So I've been bad about blogging lately. Really bad. But I have been busy, and now you'll know why.
As part of our coverage of the state's 100th birthday, I wrote a nine-storie series on the Centennial. I went from PeNasco to Cedar Crest to Isleta Pueblo and back to Santa Fe to talk to folks who have lived a good chunk of the state's 100 years. Regular folks. Not politicians, not people who have really been in the news much at all. They all had fascinating stories to tell. Don't ask me which one was my favorite, but here are the four I liked best, in no particular order.

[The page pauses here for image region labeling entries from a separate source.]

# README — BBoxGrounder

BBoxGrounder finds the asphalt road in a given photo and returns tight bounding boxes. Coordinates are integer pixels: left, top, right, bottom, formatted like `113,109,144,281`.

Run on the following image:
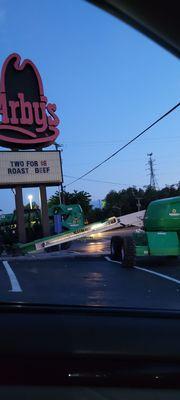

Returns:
0,228,180,310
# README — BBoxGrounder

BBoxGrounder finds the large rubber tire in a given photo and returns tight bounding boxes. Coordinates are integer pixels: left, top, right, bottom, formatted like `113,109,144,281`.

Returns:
110,236,123,261
111,236,136,268
121,236,136,268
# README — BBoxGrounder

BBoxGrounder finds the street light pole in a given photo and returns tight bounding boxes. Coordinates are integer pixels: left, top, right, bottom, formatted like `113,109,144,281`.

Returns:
28,194,33,210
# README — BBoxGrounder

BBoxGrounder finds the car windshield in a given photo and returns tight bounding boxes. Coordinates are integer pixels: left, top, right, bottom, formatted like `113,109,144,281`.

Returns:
0,0,180,310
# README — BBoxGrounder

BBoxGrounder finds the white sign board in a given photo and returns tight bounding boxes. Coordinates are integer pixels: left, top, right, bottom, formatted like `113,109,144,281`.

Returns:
0,151,62,187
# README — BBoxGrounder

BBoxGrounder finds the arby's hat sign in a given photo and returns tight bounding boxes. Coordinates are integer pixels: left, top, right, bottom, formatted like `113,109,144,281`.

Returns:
0,53,59,149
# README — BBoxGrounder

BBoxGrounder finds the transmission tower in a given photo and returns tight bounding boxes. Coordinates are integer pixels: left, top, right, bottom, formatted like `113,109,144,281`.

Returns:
147,153,157,189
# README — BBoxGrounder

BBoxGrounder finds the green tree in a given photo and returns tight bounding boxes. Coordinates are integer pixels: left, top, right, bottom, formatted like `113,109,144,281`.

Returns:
48,190,92,217
24,201,39,210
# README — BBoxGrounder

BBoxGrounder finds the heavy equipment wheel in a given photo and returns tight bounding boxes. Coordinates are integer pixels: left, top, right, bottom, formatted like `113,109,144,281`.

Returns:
121,236,136,268
111,236,136,268
110,236,122,261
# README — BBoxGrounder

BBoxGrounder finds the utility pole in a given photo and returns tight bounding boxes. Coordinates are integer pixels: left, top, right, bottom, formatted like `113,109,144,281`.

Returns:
132,188,142,211
147,153,157,189
54,142,64,204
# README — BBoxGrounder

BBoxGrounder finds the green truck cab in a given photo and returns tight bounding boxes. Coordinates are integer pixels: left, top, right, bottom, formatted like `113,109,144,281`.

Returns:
111,196,180,267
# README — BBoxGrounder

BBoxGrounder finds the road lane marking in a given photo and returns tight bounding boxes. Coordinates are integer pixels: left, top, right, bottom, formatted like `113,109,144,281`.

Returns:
105,256,122,264
134,267,180,284
105,257,180,284
2,261,22,292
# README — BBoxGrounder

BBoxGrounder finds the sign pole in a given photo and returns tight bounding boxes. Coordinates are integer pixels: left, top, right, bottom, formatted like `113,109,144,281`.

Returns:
39,185,50,237
15,186,26,243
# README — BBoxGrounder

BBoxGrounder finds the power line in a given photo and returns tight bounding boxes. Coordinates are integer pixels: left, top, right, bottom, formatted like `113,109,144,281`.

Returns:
66,102,180,186
64,175,128,187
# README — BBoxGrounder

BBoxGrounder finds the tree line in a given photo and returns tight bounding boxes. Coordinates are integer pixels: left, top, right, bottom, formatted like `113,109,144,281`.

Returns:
48,183,180,223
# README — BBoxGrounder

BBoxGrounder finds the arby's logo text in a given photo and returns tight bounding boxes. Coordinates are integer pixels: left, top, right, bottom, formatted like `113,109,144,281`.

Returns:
0,54,59,149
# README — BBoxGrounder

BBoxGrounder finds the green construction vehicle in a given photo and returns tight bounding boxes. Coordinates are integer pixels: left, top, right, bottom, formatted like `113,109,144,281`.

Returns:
111,196,180,267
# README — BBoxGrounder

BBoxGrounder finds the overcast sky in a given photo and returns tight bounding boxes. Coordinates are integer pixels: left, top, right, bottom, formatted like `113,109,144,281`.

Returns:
0,0,180,212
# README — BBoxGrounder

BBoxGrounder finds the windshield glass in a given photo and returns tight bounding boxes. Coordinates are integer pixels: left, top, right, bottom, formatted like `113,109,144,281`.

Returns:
0,0,180,310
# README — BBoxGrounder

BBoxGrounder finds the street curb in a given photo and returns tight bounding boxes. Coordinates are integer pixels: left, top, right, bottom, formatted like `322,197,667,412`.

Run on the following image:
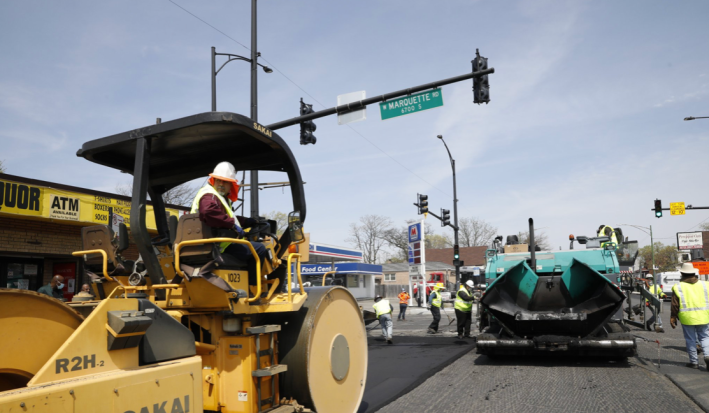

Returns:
664,366,709,413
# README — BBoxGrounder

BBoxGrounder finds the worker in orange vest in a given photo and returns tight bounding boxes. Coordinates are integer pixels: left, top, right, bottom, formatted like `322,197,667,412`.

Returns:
397,288,411,321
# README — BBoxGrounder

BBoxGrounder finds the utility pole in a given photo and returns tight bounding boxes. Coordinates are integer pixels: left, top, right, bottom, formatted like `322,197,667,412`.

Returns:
249,0,259,219
650,225,660,288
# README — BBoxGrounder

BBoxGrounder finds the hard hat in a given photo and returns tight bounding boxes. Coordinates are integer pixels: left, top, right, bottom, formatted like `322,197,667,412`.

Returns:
209,162,239,202
209,162,236,182
679,262,699,277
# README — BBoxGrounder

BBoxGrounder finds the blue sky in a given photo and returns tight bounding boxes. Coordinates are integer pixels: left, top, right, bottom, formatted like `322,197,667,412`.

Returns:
0,0,709,253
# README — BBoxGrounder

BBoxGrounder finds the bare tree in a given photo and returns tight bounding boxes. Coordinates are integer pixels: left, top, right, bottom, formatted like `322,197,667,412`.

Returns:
458,217,497,247
115,183,199,206
382,227,409,262
346,215,392,264
425,234,453,249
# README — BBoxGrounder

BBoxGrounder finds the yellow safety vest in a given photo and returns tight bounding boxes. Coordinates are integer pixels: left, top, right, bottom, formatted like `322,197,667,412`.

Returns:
672,281,709,326
645,284,667,301
431,291,441,308
598,225,618,248
190,185,239,252
455,285,473,313
374,300,391,318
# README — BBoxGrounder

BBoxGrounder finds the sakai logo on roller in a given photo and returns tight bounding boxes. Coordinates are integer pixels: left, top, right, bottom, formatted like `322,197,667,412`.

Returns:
49,195,81,221
123,395,190,413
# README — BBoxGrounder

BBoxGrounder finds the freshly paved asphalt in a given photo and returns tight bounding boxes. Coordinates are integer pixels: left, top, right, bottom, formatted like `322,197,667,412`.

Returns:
359,302,709,413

In PeNasco, I talked to Patty Sahd, a 97 year old woman who saw her town change from her perch inside her family store.
In Cedar Crest, I talked to Mary Roeschke, who worked at Los Alamos during its most interesting time.
At Isleta, I talked with the daughter of Miguel Trujillo, who is credited with getting the right to vote for Native Americans in the state.
And in Santa Fe, Ray Aranda of Aranda's Plumbing had some fascinating tales about the City Different back in the day.
I've also enjoyed reading other papers' coverage of the events. I heard the Journal sold out of its Centennial special edition, and heck, anything that makes a newspaper sell out these days is good news to me.
Share links to your favorite Centennial coverage, too.